Creemos no poder vivir sin una
persona, pero tarde o temprano esa persona desaparece y ¿qué hacemos? Recurrir
a otras para saciar ese vacío interior que sentimos. Algunos lo hacen al día
siguiente, otros pasan una temporada solos, doliendo en silencio, pero finalmente,
y a lo mejor involuntariamente, también se apoyan en otros.
No digo que esté mal, pero es
triste. Es triste que lo que piensas que sólo una persona puede aportarte en
realidad te lo puede aportar otra. Buscamos no sentirnos solos, la soledad nos
da miedo, a veces encontramos sustitutos más perjudiciales pero nos sentimos a
salvo. A salvo del tormento de la ausencia.
No es que sea malo sustituir a
alguien, es inevitable, pero es triste.

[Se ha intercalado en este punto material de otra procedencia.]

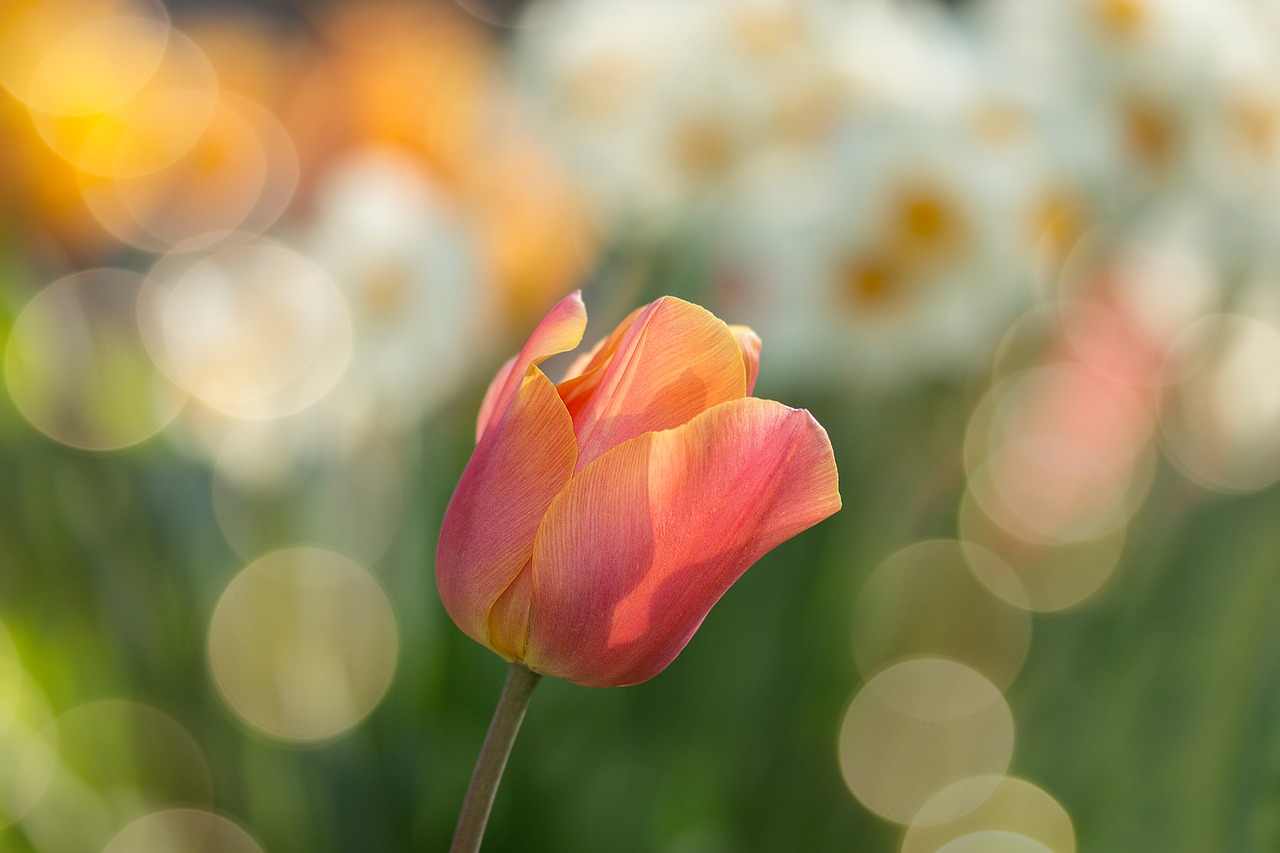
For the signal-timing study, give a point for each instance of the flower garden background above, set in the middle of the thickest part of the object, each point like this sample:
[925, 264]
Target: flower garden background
[1020, 258]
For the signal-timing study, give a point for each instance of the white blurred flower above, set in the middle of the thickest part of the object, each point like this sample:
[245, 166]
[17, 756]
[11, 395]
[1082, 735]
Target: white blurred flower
[392, 264]
[416, 292]
[664, 106]
[903, 264]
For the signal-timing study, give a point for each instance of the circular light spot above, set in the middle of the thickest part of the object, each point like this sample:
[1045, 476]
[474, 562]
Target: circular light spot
[115, 761]
[1013, 806]
[993, 842]
[926, 602]
[151, 128]
[1221, 422]
[1050, 575]
[182, 830]
[72, 56]
[343, 497]
[97, 65]
[234, 178]
[77, 368]
[255, 331]
[302, 644]
[919, 726]
[27, 755]
[1060, 454]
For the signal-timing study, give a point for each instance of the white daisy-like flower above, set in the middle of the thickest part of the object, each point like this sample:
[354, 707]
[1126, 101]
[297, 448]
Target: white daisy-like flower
[416, 291]
[903, 265]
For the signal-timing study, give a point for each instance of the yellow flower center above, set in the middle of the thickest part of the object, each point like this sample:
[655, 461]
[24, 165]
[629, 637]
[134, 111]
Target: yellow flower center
[1121, 18]
[703, 149]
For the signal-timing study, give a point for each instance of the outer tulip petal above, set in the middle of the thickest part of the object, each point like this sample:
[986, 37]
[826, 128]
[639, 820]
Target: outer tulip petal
[639, 546]
[560, 331]
[526, 455]
[490, 396]
[750, 345]
[671, 363]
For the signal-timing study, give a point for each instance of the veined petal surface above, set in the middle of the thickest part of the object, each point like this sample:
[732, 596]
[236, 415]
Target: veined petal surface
[525, 457]
[671, 363]
[645, 539]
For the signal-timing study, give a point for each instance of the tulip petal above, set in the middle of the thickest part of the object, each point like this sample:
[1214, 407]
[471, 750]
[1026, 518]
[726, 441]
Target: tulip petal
[750, 345]
[638, 547]
[526, 455]
[560, 331]
[672, 361]
[599, 354]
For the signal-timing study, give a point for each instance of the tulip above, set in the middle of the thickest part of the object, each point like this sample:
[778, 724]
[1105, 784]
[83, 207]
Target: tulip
[600, 519]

Luego algo te pasará con el sustituto y
encontrarás al sustituto del sustituto. ¿No estaremos en realidad huyendo del
dolor? ¿No hay acaso que sentirse mal de vez en cuando para aprender?
No digo que te evadas del mundo,
que no confíes en nadie, simplemente valora. Valora a la persona que se quedó
tantas horas dándote conversación porque tú estabas mal, porque habías
discutido con tu novio. Valora a aquel que queda contigo cualquier día a
cualquier hora, para no hacer nada en concreto. Valora a esa persona que
siempre que le mandas un mensaje contesta al momento. Valora todo eso porque
igual mañana pierdes a esa persona y empiezas a correr hacia otra porque no
puedes sostenerte tú solo. Luego ya aprenderás que no es tan difícil hacer
equilibrio. Y quizás algún día aprenderás a ayudar a otros a sostenerse.